Avoid the months() and years() functions from lubridate

Published on

lubridate is an R/tidyverse package for dealing with dates and times.

One of its nice features is the date arithmetics: you can take a date, such as ymd("2020-08-30"), add an interval (such as days(10)), and get a new date ("2020-09-09").

In addition to days(), you can modify dates with months() and years(). However, I would argue you almost never want to use these two functions.

I am writing this on August 30, 2020. I’d like to do some forecasting 6 months ahead. So I would do

> today() + months(6)
[1] NA

The reason is that, strictly speaking, 6 months for now would be February 30, 2021, which does not exist.

Here’s the relevant section of the vignette:

If anyone drove a time machine, they would crash

The length of months and years change so often that doing arithmetic with them can be unintuitive. Consider a simple operation, January 31st + one month. Should the answer be

  1. February 31st (which doesn’t exist)
  2. March 4th (31 days after January 31), or
  3. February 28th (assuming its not a leap year)

A basic property of arithmetic is that a + b - b = a. Only solution 1 obeys this property, but it is an invalid date. I’ve tried to make lubridate as consistent as possible by invoking the following rule if adding or subtracting a month or a year creates an invalid date, lubridate will return an NA. This is new with version 1.3.0, so if you’re an old hand with lubridate be sure to remember this!

If you thought solution 2 or 3 was more useful, no problem. You can still get those results with clever arithmetic, or by using the special %m+% and %m-% operators. %m+% and %m-% automatically roll dates back to the last day of the month, should that be necessary.

jan31 <- ymd("2013-01-31")
jan31 + months(0:11)
#>  [1] "2013-01-31" NA           "2013-03-31" NA           "2013-05-31"
#>  [6] NA           "2013-07-31" "2013-08-31" NA           "2013-10-31"
#> [11] NA           "2013-12-31"
floor_date(jan31, "month") + months(0:11) + days(31)
#>  [1] "2013-02-01" "2013-03-04" "2013-04-01" "2013-05-02" "2013-06-01"
#>  [6] "2013-07-02" "2013-08-01" "2013-09-01" "2013-10-02" "2013-11-01"
#> [11] "2013-12-02" "2014-01-01"
jan31 %m+% months(0:11)
#>  [1] "2013-01-31" "2013-02-28" "2013-03-31" "2013-04-30" "2013-05-31"
#>  [6] "2013-06-30" "2013-07-31" "2013-08-31" "2013-09-30" "2013-10-31"
#> [11] "2013-11-30" "2013-12-31"

Notice that this will only affect arithmetic with months (and arithmetic with years if your start date it Feb 29).

Now, can you think of some applications where this behavior — returning an NA — would be the desired return value of the expression today() + months(6)?

These functions are especially dangerous because they work most of the time.
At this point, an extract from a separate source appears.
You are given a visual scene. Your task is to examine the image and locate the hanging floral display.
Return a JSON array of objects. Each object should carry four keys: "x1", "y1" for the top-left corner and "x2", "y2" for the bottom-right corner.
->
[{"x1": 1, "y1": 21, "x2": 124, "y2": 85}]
So when you are testing your code, you’ll likely see it working. And then once a couple of months it will fail.

So I am trying to get into the habit of writing days(6*30) instead of months(6). Alternatively, you can try to remember to use %m+% instead of +, although I’m sure you will slip up sooner or later.

The date arithmetic in lubridate is very neat and simple syntactically, and I think it was a mistake to make the most natural-looking construct fail 2% of time. Even removing those functions from the API would be better — as it would make it impossible to write the subtly-incorrect code.